Given Hong Kong having more and more court cases, litigation costs being more and more expensive and society being more and more adapted to new ideas, the government and people were finally realizing the importance of having mediation as a dispute resolution mechanism to be availed in our community. Some lawyers no longer mixed up the term “mediation” with “meditation”.

A lawyer talked to me, “Now, conveyancing business from the property market is quite bad. Court litigation is however a major source of income for lawyers. If we are not staying on top of our money, you, by promoting the use of mediation, will put the financial well-being of our profession at risk!” I replied, “There will be no better change without contribution from each of us especially lawyers!
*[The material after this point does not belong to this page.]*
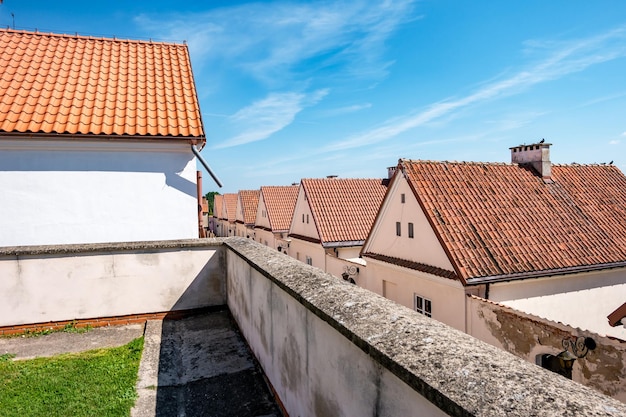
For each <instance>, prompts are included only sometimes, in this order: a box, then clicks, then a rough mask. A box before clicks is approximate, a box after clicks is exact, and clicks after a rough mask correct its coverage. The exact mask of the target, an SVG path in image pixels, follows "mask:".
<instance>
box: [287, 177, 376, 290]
mask: <svg viewBox="0 0 626 417" xmlns="http://www.w3.org/2000/svg"><path fill="white" fill-rule="evenodd" d="M387 183H388V182H387V179H354V178H348V179H343V178H322V179H303V180H302V181H301V183H300V189H299V192H298V198H297V200H296V205H295V209H294V214H293V218H292V221H291V226H290V228H289V239H290V244H289V255H290V256H291V257H294V258H296V259H298V260H300V261H302V262H305V263H307V264H309V265H313V266H315V267H318V268H321V269H323V270H324V271H326V272H328V273H331V274H333V275H335V276H337V277H342V276H343V277H344V278H345V279H350V280H352V281H353V282H358V277H357V276H358V274H359V273H360V272H361V271H360V269H361V266H362V261H361V260H360V259H358V258H359V252H360V250H361V247H362V245H363V242H364V241H365V238H366V237H367V234H368V232H369V230H370V227H371V225H372V223H373V221H374V218H375V216H376V212H377V210H378V207H379V206H380V203H381V201H382V199H383V197H384V195H385V191H386V188H387ZM343 274H347V275H343Z"/></svg>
The possible popularity of mediation, if getting widespread, may mean an additional source of income for lawyers because we can become mediators or assist clients to take part in the mediation process.”

Our mediation Centre launched a number of meaningful activities: We worked with various universities to provide mediation training courses, we set up examination and accreditation systems. We developed community mediation schemes with various government departments. We held seminars and public education projects.

Raymond, Sylvia & I jockeyed for more common use of mediation in the community of Hong Kong by lobbying from time to time the Secretary for Justice of the government including Miss Elsie Leung and Mr Wong Yan Lung. The turning point for the change of ADR landscape came in 2012 when our legislative Council passed a piece of law called Mediation Ordinance Cap 620 that provides a regulatory framework in respect of important aspects of the conduct of mediation and to encourage mediation to be a prerequisite in any court trials in Hong Kong. It does promote and facilitate the resolution of disputes by mediation. It places the values of mediation in judicial proceedings in Hong Kong.

Now, there are many, or perhaps far too many, mediation organisations in Hong Kong. I left Hong Kong Mediation Centre ages ago. I believe that a “non-government organisation ”(NGO) which, if to serve the public well, should be led by different people at different times. Power is what I am happy to give up. Also, leaders of an NGO must possess 3 things: integrity, ability and unselfishness. While I wish Hong Kong Mediation Centre good luck, I think it should elevate itself to a higher visionary position of promoting “Med-Arb” in Hong Kong. A “Med-Arb” is a dispute resolution process in which the parities agree that the mediator first try to mediate the dispute and, if mediation is unsuccessful in fully resolving the dispute, he will switch to the role of arbitrator.

The most wonderful things in life are not associated with money. They are memories that you can actualize yourself and contribute to others. History has to be told. So, I am gladly using my own memory to enrich our collective memories over the mediation developments in Hong Kong for the past 30 years. Mediation means a lot to Hong Kong, and let us hold it close to any court entrance.